William J. (Bill) Green, another member of the Class of 1916, joined Briggs in January 1918. Green was a Kansas native whose family had settled in Wakita, Oklahoma. Green and his wife, Gladys, traveled by way of Vladivostok, Russia, then Nagasaki, Japan; Manila, Philippines; and finally, to Guam.
Green was recruited to the island before the typhoon and concentrated on agricultural extension efforts to expand services for local farmers learning about the developments and research Briggs was undertaking at the agricultural station.
Gladys gave birth to their oldest son on May 3, 1919. In efforts to move from subsistence agriculture, the naval government required farmers to increase areas of cultivation under their control, and when this requirement failed to meet expectations, landowners were forced to either cultivate their property or lease it to someone else who would.
With these agricultural challenges, Green had to navigate the social, cultural and economic stresses which impacted extension work with farmers. The Green and Briggs families spent several years working together on the island assisting with the recovery efforts and improving agricultural production and sustainability.
In October 1919, Briggs accompanied five students from Guam to assist with their enrollment at Oklahoma A&M.
Government officials on the island sponsored four of the young men and another entered college paying his own expenses. Two were teachers — Juan R. Rosario and Jose L. G. Rios — who enrolled for one year in Stillwater with the mandate they return to Guam and their teaching duties. Raymon M. Sablan and Antonio L. Cruz were admitted for four years. The fifth student, Antonio A. Shimizu, enrolled in the School of Commerce taking marketing courses, preparing to assist his father who was in the importing and exporting business. If the project worked well, the government considered sending two additional students each year.

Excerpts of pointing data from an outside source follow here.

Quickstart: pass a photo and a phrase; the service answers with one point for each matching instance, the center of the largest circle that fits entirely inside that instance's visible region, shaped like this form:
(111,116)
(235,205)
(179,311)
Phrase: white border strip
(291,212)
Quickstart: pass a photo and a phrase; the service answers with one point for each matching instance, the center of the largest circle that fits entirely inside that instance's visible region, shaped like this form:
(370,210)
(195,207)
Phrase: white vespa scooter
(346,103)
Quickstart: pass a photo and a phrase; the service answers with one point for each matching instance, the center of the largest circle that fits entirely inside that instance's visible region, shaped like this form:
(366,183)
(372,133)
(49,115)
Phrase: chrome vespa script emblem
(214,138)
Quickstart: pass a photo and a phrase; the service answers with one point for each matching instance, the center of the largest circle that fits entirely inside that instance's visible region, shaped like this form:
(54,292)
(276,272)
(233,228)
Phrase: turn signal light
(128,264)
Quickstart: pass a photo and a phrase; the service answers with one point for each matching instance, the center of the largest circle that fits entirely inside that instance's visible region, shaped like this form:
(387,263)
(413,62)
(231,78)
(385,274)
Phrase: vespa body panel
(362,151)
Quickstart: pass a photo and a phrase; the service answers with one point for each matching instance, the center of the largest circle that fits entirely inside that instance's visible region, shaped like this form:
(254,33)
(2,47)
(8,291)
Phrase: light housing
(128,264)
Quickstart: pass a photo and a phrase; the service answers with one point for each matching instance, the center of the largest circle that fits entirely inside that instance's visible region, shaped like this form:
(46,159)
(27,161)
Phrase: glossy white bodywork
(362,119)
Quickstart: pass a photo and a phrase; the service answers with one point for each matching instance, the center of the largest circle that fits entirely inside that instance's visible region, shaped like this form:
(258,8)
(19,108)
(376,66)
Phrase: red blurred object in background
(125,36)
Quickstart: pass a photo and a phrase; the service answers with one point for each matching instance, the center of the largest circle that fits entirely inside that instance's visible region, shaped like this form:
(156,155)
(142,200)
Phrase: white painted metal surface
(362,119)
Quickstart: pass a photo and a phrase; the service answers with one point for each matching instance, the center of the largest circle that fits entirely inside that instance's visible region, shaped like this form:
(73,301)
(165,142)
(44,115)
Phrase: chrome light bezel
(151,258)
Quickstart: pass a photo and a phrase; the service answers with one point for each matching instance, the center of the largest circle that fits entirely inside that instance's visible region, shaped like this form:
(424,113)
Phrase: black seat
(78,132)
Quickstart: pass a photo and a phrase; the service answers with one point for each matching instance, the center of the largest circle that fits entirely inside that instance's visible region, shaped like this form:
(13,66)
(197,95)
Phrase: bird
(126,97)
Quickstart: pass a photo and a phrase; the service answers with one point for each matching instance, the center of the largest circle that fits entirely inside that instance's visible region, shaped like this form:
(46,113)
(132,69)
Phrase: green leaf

At OAMC, the students from Guam made an impression in athletics and cultural affairs. Shimizu set a school record in a swimming event and placed first in several others. In one of the precursors to later varsity revue programs raising funds for the annual yearbook, the students from Guam played musical instruments and sang. They would also perform for the Omega Literary Society and the Cosmopolitan Club.
Sablan played oboe in the OAMC orchestra and was active in many other campus organizations before graduating with a bachelor’s degree in science and literature. Over the years, their younger siblings, children and other students from Guam ventured to Stillwater.
In 1920, Briggs organized the “Far Eastern Alumni Association of OAMC” with members residing in Hawaii, the Philippines, Japan and Guam. These individuals were part of the first generation of OAMC graduates leading efforts to establish the land-grant model for citizens in locations around the world.